I/O Modules – if you are familar with the IBM BladeCenter or IBM BladeCenter H I/O architecture, you’ll know that the design is redundant, with dual paths. With the IBM BladeCenter S, this isn’t the case. As you can see below, the onboard network adapters (NICs) both are mapped to the I/O module in Bay #1. The expansion card is mapped to Bay #3 and 4 and the high speed card slot (CFF-h) is mapped to I/O Bay 2. Yes, this design put I/O Bays 1 and 2 as single points of failure (since both paths connect intothe module bay), however when you look at the typical small office or branch office environment that the IBM BladeCenter S is designed for, you’ll realize that very rarely do they have redundant network fabrics – so this is no different.
Another key point here is that I/O Bays 3 and 4 are connected to the Disk Storage Modules mentioned above.
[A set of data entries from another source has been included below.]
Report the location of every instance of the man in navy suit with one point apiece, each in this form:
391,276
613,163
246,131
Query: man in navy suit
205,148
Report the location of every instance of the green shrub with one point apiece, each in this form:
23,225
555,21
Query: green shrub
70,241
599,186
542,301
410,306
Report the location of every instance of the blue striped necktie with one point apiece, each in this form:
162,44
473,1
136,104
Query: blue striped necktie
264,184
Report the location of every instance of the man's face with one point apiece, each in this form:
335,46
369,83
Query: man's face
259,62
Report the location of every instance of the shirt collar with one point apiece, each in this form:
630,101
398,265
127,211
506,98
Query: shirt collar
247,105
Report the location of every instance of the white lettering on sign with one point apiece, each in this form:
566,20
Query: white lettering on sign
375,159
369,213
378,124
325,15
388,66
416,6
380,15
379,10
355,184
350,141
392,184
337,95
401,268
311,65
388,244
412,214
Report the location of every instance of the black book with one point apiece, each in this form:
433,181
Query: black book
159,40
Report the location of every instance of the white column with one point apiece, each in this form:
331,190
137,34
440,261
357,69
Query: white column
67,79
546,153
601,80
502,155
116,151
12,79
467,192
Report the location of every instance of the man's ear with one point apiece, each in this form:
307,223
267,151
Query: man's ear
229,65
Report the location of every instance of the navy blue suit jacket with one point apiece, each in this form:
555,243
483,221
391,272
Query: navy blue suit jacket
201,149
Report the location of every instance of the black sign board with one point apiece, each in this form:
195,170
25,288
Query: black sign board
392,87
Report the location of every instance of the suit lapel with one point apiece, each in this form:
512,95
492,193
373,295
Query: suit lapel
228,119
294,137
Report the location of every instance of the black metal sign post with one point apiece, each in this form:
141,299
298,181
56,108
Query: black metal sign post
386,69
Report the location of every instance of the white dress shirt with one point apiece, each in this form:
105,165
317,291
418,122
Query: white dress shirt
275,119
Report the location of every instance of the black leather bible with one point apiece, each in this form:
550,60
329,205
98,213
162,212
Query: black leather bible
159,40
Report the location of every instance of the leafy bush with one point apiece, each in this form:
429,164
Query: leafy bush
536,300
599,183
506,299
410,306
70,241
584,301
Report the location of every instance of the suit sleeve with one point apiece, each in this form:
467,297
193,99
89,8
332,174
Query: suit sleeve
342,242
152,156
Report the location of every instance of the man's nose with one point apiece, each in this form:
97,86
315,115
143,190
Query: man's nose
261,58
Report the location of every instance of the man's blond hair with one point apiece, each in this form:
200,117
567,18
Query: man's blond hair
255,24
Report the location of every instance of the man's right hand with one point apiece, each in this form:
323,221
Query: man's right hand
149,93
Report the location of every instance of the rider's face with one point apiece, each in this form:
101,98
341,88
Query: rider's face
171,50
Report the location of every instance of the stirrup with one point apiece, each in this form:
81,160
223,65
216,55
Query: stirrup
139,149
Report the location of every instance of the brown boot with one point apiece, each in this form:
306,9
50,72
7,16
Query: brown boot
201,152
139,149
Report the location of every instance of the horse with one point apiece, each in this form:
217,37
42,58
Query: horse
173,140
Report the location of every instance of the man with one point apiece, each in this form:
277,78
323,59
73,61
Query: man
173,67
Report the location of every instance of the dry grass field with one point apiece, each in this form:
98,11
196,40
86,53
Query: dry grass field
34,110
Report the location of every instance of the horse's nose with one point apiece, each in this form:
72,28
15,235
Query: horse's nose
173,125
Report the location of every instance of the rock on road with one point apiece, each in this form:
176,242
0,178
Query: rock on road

In order for a blade server to access the external disks in the Disk Storage Module bays, the blade server must:
a) have a SAS Expansion or Connectivity card installed in the expansion card slot
b) have 1 or 2 SAS Connectivity or RAID modules attached in Bays 3 and 4
This means that there is currently no way to use the local drives (in the Disk Storage Modules) and have external access to a fibre storage array.
BladeCenter S Office Enablement Kit
Finally – I wanted to show you the optional Office Enablement Kit. This is an 11U enclosure that is based on IBM’s NetBay 11. It has security doors and special acoustics and air filtration to suit office environements. The Kit features:
*an acoustical module (to lower the sound of the environment) Check out this YouTube video for details.
* a locking door
* 4U of extra space (for other devices)
There is also an optional Air Contaminant Filter that is available that assists in keeping the IBM BladeCenter S functional in a dusty environment (i.e. shops or production floors) using air filters.
If the BladeCenter S is going to be used in an environment without a rack (i.e. broom closet) or in a mobile environment (i.e. going to the Super Bowl) the Office Enablement Kit is a necessary addition.
So, hopefully, you can now see the value that the New Orleans Saints saw in the IBM BladeCenter S for their flexible, mobile IT needs. Good luck in the Super Bowl, Saints. I know that IBM will be rooting for you.